A boutique Indian cyber security firm (a proprietorship) just went through a nightmarish experience with an MNC when it sought to secure a Code Signing Certificate (CSC). The MNC simply refused to recognise several valid documents issued by the Government of India.

The Indian firm has a GST registration, a MSME registration and has over the last few years continuously offered protection against cyber security threats to over a dozen blue chip firms in the Banking & Financial Services Sector. Most of the firm’s business is repeat business on an annual subscription model.

The firm wrote a small executable which can dig into viruses on hard disks and wanted a secure a code signing certificate in this connection.

The first code signing vendor said that they can only issue a certificate to a company incorporated with the Ministry of Company Affairs and thus rejected the application. Fortunately, no application fee has been paid and the matter ended there.

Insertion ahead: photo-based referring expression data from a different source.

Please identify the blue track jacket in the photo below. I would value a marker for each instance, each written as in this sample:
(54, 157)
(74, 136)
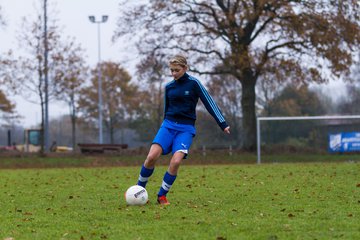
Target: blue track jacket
(181, 97)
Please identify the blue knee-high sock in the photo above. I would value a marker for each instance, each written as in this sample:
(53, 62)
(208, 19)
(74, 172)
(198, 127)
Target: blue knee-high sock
(166, 184)
(145, 173)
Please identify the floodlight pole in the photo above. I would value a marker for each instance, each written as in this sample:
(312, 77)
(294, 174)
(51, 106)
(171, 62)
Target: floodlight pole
(103, 20)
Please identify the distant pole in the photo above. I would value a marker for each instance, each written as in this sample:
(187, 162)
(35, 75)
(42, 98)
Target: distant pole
(46, 124)
(103, 20)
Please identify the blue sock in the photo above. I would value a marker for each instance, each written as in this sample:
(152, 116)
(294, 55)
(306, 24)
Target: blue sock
(166, 184)
(145, 173)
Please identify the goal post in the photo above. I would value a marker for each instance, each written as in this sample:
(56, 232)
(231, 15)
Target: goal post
(261, 120)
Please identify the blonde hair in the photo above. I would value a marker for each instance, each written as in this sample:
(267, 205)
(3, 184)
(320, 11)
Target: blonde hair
(179, 60)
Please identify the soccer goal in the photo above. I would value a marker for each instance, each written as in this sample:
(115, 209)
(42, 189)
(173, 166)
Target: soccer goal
(307, 136)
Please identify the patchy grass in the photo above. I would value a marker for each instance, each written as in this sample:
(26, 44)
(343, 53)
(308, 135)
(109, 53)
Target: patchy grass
(269, 201)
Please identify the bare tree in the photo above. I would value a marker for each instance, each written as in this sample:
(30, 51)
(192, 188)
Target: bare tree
(305, 41)
(120, 98)
(71, 73)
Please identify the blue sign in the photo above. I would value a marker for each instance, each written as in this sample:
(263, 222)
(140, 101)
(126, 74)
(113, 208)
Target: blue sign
(344, 142)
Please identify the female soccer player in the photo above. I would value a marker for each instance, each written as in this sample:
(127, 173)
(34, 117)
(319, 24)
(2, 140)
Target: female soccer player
(177, 130)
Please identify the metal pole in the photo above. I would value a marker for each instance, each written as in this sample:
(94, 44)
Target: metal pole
(46, 130)
(258, 140)
(103, 20)
(100, 87)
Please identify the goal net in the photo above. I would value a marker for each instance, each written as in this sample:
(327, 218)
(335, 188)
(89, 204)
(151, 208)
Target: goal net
(304, 139)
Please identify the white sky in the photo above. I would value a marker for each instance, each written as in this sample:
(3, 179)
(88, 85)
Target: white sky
(73, 19)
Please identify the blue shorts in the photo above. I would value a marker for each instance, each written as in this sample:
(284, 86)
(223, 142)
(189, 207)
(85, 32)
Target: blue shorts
(173, 137)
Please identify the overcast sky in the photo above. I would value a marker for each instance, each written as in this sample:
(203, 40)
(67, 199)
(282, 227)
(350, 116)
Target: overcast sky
(73, 18)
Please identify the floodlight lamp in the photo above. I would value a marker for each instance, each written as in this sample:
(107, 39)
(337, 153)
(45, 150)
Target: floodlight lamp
(92, 19)
(105, 18)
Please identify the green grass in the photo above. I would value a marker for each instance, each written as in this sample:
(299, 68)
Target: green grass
(269, 201)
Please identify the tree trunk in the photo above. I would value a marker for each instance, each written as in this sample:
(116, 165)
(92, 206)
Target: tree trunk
(248, 111)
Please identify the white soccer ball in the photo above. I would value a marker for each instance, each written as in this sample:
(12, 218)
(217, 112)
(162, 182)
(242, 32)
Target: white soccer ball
(136, 195)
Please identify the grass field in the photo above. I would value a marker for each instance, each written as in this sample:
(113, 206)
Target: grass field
(268, 201)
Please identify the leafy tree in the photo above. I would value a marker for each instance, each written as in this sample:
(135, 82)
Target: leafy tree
(350, 103)
(120, 98)
(289, 39)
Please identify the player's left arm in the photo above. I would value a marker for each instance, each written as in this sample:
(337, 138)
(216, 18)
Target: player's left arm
(212, 107)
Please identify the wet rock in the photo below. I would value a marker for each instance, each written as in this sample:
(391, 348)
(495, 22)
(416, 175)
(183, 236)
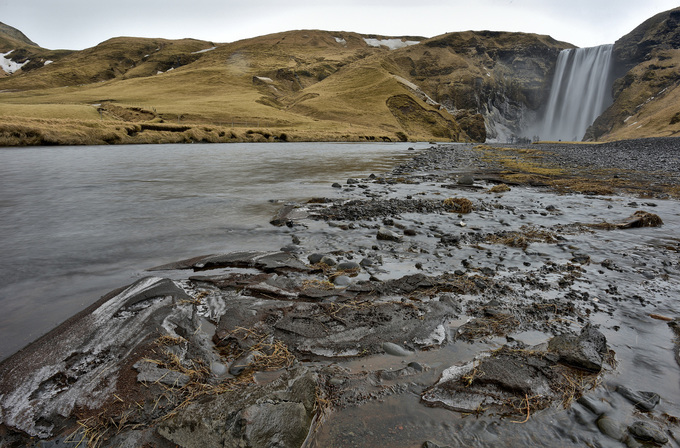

A second vendor was approached, an application was filed on a website and a fee of approximately US $ 200 paid. Then the nightmare started. The firm received a verification email seeking to know if it were a private limited company. It said that it was a proprietorship, with a GST and MSME registration, and even offered to show the Purchase Orders (POs) from clients in order to prove its legitimacy. However, the vendor was firm and said that it could only issue a certificate to a Private Limited firm. When a refund was sought, there was no reply.

The vendor then said that GST and MSME registrations were not acceptable and sought alternative verification. This involved securing a landline, a certification from the firm’s CA about its existence as a registered and genuine entity, CA’s certification of physical location at the same place as the landline, Aadhar card photocopy (front and back), and also a selfie with the front and back display of the Aadhar card. Further, the firm’s representative was required to be at the landline location to receive a call which proved to be a complication because of the lockdown. Finally, the CA himself had to go through a verification process.

This whole experience highlights the importance of a intervention by the Government of India in the area of code signing certification and a localisation of the same. Otherwise MNCs will end up controlling the process, with the power to even disregard official registrations issued by the Government of India.